September 20, 2023 · Declared Dead · 🏛 IEEE International Conference on Robotics and Automation

"No code URL or promise found in abstract"

Evidence collected by the PWNC Scanner

Authors Zhili Zhang, H M Sabbir Ahmad, Ehsan Sabouni, Yanchao Sun, Furong Huang, Wenchao Li, Fei Miao arXiv ID 2309.11057 Category cs.RO: Robotics Cross-listed cs.MA Citations 5 Venue IEEE International Conference on Robotics and Automation Last Checked 4 months ago

Abstract

We address the problem of coordination and control of Connected and Automated Vehicles (CAVs) in the presence of imperfect observations in mixed traffic environment. A commonly used approach is learning-based decision-making, such as reinforcement learning (RL). However, most existing safe RL methods suffer from two limitations: (i) they assume accurate state information, and (ii) safety is generally defined over the expectation of the trajectories. It remains challenging to design optimal coordination between multi-agents while ensuring hard safety constraints under system state uncertainties (e.g., those that arise from noisy sensor measurements, communication, or state estimation methods) at every time step. We propose a safety guaranteed hierarchical coordination and control scheme called Safe-RMM to address the challenge.

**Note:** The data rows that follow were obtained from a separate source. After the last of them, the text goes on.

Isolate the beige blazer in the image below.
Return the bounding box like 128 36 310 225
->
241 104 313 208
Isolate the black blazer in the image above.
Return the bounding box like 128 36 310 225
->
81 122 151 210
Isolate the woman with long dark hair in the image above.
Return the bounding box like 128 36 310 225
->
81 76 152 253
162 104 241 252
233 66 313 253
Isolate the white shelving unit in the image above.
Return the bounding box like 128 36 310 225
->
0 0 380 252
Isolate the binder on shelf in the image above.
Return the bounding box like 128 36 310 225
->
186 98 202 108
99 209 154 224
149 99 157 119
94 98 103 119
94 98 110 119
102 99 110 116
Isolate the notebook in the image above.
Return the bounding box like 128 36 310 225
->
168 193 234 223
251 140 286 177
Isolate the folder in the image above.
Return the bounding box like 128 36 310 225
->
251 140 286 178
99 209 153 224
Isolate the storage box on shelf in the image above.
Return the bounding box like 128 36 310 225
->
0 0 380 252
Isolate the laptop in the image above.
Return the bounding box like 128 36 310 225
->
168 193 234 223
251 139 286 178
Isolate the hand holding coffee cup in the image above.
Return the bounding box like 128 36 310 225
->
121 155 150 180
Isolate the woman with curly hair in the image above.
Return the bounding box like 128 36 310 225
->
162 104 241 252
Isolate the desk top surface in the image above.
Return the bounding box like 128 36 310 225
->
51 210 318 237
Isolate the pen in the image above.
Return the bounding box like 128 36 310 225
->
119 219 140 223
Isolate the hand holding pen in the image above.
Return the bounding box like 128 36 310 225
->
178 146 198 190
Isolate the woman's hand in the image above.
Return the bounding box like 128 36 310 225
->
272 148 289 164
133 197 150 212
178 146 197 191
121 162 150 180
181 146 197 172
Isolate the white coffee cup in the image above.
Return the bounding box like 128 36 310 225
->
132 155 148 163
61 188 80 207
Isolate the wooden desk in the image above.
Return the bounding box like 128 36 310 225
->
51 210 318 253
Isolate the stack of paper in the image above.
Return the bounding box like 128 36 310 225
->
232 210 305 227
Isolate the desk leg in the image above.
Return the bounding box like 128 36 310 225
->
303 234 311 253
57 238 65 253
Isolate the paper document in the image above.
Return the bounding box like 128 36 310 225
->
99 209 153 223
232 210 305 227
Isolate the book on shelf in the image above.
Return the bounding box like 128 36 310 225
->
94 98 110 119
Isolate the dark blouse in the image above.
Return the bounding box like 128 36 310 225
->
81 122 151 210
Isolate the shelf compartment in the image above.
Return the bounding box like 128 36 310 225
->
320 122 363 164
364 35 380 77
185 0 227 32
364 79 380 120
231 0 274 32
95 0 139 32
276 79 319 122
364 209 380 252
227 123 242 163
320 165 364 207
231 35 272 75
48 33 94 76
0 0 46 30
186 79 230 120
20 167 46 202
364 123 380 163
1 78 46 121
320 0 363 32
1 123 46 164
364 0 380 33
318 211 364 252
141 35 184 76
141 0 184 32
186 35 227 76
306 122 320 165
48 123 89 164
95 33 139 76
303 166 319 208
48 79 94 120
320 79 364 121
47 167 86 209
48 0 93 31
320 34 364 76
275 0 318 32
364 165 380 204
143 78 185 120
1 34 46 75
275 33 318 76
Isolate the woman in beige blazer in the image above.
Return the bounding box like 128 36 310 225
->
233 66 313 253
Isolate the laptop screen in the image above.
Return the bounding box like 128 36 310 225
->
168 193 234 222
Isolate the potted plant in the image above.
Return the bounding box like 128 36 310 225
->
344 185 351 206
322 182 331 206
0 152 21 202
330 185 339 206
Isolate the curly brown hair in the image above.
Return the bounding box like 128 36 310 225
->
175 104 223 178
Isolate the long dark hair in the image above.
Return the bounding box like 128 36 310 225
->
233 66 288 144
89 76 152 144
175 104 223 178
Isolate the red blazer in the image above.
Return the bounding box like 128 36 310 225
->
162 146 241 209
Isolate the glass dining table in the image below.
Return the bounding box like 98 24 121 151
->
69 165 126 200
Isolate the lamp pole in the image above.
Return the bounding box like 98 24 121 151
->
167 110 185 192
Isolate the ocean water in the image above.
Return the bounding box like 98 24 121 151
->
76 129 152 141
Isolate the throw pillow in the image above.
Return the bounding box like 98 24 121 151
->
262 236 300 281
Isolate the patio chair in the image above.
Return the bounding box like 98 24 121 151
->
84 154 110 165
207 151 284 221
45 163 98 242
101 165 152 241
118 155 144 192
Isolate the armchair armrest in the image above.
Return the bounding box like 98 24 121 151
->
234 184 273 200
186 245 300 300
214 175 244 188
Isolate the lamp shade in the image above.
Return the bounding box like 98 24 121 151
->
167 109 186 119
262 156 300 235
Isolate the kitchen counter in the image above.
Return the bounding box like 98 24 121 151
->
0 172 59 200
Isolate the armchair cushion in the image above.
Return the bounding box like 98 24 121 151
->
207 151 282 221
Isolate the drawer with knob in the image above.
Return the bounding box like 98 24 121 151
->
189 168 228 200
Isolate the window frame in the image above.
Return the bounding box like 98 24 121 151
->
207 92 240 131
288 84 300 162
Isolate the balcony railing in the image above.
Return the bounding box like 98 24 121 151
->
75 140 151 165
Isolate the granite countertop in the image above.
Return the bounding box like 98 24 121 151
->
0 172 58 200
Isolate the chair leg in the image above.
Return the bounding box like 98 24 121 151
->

Specifically, the high-level coordination policy of CAVs in mixed traffic environment is trained by the Robust Multi-Agent Proximal Policy Optimization (RMAPPO) method. Though trained without uncertainty, our method leverages a worst-case Q network to ensure the model's robust performances when state uncertainties are present during testing. The low-level controller is implemented using model predictive control (MPC) with robust Control Barrier Functions (CBFs) to guarantee safety through their forward invariance property. We compare our method with baselines in different road networks in the CARLA simulator. Results show that our method provides best evaluated safety and efficiency in challenging mixed traffic environments with uncertainties.